Después de largo tiempo, el viejo, que seguía aún mirando, aunque sin ver, pues su mente había caído en una abstracción soñolienta, observó de pronto que los ojos del niño estaban abiertos, y se fijaban con helado terror en el cuchillo. Una sonrisa de diablo satisfecho asomó al rostro del ermitaño, que dijo sin cambiar de actitud ni de ocupación:

—Hijo de Enrique VIII, ¿has, rezado?

El niño luchó impotente contra sus ligaduras y al propio tiempo profirió por entre las cerradas mandíbulas un sonido ahogado, que el ermitaño quiso interpretar, como contestación afirmativa a su pregunta.

—Entonces reza otra vez; reza la oración de los moribundos.

Estremeciose el cuerpo de Eduardo, cuya faz palideció. Intentó otra vez libertarse, retorciéndose a un lado y a otro y tirando con frenesí, desesperadamente, pero en vano, para romper sus ligaduras; y entre tanto el viejo ogro no dejaba de sonreírle moviendo la cabeza y afilando plácidamente el cuchillo. De cuando en cuando refunfuñaba.

—Los momentos son preciosos; son pocos y preciosos. Reza la oración de los moribundos.

Lanzó el niño un gemido de desesperación, y jadeante cesó en sus forcejeos; luego asomaron a sus ojos las lágrimas, que cayeron una tras otra por su rostro. Pero esta lastimera escena no logró aplacar al feroz anciano.

Acercábase ya el alba. Al darse cuenta el ermitaño habló bruscamente, con un aire de temor nervioso en la voz:

—No debo permitir más tiempo este éxtasis. La noche ha pasado ya. No tengo más que un momento, sólo un momento... ¡Ojalá hubiera durado un año! Semilla del despojador de la Iglesia, cierra esos ojos que van a morir. Si temes levantar la vista...
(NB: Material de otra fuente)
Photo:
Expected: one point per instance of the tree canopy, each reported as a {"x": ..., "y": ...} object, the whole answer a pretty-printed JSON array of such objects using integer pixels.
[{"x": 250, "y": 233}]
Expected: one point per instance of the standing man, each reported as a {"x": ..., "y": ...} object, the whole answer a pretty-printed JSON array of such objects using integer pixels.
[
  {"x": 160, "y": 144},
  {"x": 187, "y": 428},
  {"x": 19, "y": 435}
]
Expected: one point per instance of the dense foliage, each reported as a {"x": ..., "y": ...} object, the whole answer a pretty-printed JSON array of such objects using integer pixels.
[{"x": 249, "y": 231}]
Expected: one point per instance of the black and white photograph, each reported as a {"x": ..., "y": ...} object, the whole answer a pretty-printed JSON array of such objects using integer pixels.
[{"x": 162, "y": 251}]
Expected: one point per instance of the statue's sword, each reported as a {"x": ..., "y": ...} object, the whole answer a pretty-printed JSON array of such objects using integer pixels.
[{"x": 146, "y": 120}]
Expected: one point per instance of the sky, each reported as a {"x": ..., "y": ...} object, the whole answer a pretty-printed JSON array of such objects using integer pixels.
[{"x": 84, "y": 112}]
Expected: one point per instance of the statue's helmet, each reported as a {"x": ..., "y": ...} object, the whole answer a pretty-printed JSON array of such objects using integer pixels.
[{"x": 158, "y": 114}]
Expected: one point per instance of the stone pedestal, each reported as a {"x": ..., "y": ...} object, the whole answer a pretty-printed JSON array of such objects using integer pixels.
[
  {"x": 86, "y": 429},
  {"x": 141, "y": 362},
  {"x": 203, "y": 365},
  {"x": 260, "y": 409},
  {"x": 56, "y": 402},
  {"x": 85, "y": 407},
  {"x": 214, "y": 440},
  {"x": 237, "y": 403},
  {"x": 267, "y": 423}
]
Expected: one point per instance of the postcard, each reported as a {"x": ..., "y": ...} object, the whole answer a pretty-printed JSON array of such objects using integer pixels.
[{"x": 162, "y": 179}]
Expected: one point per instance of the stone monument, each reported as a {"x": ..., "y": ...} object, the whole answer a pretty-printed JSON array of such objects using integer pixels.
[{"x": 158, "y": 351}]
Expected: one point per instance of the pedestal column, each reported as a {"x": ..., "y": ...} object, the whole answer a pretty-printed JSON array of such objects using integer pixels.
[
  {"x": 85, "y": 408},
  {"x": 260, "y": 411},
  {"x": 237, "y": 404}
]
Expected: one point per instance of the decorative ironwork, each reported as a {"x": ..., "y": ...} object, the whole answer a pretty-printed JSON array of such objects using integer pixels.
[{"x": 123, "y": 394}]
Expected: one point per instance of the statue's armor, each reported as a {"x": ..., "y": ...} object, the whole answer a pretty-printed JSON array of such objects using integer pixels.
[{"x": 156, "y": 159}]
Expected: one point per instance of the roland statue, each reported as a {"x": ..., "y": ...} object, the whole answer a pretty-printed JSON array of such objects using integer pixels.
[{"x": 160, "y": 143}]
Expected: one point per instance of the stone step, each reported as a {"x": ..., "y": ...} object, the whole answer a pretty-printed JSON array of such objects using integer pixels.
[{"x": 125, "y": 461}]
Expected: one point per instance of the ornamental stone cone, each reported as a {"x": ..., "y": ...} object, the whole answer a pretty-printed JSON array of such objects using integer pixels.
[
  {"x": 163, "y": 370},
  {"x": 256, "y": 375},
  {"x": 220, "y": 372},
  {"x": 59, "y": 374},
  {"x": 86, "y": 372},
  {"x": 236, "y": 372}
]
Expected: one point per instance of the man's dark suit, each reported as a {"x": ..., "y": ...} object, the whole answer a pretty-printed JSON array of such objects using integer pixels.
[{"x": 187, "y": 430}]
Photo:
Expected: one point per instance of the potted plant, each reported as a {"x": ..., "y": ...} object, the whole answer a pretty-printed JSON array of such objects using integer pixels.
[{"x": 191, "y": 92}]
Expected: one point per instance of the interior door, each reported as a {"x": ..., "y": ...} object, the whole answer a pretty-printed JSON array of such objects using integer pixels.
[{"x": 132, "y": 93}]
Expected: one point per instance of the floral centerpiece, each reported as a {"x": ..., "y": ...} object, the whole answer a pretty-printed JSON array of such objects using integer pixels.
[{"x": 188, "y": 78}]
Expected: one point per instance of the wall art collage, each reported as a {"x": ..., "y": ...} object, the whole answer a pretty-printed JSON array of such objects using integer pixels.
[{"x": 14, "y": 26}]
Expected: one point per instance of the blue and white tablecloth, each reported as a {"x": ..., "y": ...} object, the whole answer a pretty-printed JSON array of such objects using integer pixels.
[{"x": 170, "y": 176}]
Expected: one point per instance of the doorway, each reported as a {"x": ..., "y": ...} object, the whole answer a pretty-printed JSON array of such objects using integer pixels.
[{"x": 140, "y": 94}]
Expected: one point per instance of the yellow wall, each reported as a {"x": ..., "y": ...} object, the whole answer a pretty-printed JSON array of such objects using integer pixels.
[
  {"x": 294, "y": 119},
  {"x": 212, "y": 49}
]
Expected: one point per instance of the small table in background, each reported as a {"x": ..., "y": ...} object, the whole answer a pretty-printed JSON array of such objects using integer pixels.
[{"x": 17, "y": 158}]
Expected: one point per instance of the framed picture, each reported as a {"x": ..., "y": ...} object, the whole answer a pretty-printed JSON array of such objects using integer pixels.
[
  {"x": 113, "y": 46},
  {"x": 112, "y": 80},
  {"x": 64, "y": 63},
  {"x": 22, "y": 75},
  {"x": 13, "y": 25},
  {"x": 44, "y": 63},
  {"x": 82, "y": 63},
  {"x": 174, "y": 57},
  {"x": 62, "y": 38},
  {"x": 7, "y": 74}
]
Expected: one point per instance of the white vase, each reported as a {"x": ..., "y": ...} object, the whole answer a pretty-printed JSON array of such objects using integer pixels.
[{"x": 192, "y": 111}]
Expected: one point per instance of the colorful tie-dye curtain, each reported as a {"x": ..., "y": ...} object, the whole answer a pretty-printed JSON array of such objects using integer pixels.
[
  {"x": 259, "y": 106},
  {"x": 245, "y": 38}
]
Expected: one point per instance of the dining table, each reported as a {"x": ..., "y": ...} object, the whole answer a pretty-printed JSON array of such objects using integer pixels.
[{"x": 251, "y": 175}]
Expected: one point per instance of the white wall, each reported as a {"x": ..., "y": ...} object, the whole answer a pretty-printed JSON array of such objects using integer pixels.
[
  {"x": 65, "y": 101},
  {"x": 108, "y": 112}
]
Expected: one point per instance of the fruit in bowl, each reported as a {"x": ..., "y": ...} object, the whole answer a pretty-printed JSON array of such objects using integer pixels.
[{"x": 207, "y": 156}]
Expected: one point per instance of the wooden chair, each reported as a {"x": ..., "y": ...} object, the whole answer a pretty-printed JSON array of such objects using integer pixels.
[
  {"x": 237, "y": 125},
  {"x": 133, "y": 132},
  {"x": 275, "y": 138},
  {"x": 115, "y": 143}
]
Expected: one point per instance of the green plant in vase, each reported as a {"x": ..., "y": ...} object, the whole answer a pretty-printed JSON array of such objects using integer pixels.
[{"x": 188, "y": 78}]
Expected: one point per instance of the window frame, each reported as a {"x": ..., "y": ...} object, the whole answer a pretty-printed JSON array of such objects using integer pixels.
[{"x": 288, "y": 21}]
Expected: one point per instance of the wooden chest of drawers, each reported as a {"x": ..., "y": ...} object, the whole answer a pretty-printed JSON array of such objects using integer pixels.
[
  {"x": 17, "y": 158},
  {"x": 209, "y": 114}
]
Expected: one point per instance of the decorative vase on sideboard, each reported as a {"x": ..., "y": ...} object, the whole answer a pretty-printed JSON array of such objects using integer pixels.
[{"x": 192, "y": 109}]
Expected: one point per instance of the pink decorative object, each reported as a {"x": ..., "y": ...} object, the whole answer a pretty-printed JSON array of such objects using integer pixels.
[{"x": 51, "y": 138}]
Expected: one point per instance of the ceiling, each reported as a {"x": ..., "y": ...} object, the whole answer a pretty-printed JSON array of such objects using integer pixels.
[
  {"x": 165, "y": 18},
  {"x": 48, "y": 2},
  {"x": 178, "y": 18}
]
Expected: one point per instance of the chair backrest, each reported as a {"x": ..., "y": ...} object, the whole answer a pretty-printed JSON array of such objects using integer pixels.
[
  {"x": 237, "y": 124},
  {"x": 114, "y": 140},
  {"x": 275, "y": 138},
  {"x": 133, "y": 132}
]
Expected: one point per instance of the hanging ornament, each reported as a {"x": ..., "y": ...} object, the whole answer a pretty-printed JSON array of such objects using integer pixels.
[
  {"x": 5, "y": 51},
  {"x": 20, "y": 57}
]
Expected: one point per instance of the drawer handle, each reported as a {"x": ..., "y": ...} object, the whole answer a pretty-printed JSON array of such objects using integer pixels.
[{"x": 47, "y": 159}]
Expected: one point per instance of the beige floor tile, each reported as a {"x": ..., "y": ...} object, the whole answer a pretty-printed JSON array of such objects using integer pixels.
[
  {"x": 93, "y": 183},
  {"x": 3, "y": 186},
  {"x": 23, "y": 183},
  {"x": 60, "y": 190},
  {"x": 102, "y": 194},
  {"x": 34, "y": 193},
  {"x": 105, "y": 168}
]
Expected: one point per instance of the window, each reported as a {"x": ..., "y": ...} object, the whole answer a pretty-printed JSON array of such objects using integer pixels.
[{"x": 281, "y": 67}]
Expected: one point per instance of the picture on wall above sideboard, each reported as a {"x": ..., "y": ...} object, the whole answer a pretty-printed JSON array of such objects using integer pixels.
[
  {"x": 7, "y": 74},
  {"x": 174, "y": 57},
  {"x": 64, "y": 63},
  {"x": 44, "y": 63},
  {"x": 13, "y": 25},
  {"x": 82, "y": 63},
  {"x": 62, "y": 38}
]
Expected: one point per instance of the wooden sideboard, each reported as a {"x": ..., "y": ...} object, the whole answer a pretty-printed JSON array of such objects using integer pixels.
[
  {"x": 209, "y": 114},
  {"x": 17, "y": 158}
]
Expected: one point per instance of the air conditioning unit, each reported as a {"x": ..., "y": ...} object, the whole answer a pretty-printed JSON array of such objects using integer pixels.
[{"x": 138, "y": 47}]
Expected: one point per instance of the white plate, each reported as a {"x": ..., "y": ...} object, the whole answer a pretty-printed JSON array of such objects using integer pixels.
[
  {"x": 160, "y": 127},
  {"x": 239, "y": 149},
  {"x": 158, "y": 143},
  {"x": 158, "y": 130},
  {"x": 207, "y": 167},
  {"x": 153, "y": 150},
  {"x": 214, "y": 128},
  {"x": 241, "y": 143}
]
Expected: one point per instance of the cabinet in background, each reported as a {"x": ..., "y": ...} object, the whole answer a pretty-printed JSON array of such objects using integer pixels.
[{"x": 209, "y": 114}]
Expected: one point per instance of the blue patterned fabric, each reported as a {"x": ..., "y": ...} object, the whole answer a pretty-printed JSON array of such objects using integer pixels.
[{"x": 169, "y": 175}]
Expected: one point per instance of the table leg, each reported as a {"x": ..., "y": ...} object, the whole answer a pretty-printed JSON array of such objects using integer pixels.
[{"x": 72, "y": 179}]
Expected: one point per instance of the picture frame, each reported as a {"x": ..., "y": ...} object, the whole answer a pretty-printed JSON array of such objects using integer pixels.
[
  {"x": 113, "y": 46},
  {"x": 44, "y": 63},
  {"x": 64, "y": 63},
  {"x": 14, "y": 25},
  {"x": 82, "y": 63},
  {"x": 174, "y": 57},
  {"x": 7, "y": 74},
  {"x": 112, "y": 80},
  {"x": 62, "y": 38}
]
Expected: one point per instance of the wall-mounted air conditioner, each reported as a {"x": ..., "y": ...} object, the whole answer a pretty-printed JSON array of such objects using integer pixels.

Lo demás se perdió en palabras inarticuladas.

El viejo cayó de rodillas, cuchillo en mano, y se inclinó sobre el gemebundo niño.

Silencio. Se oyó ruido de voces cerca de la choza y el cuchillo cayó de las manos del ermitaño, el cual arrojo una piel de cordero sobre Eduardo y se levantó tembloroso. Aumentaron los ruidos, y pronto las voces sonaron bruscas y coléricas. Sobrevinieron luego golpes y gritos de socorro, y por fin el rumor de pasos rápidos que se retiraban. Inmediatamente se sintió una sucesión de golpes atronadores en la puerta de la choza, seguida de estas palabras:

—¡Hola! ¡Abrid! ¡Despertad, en nombre de todos los diablos!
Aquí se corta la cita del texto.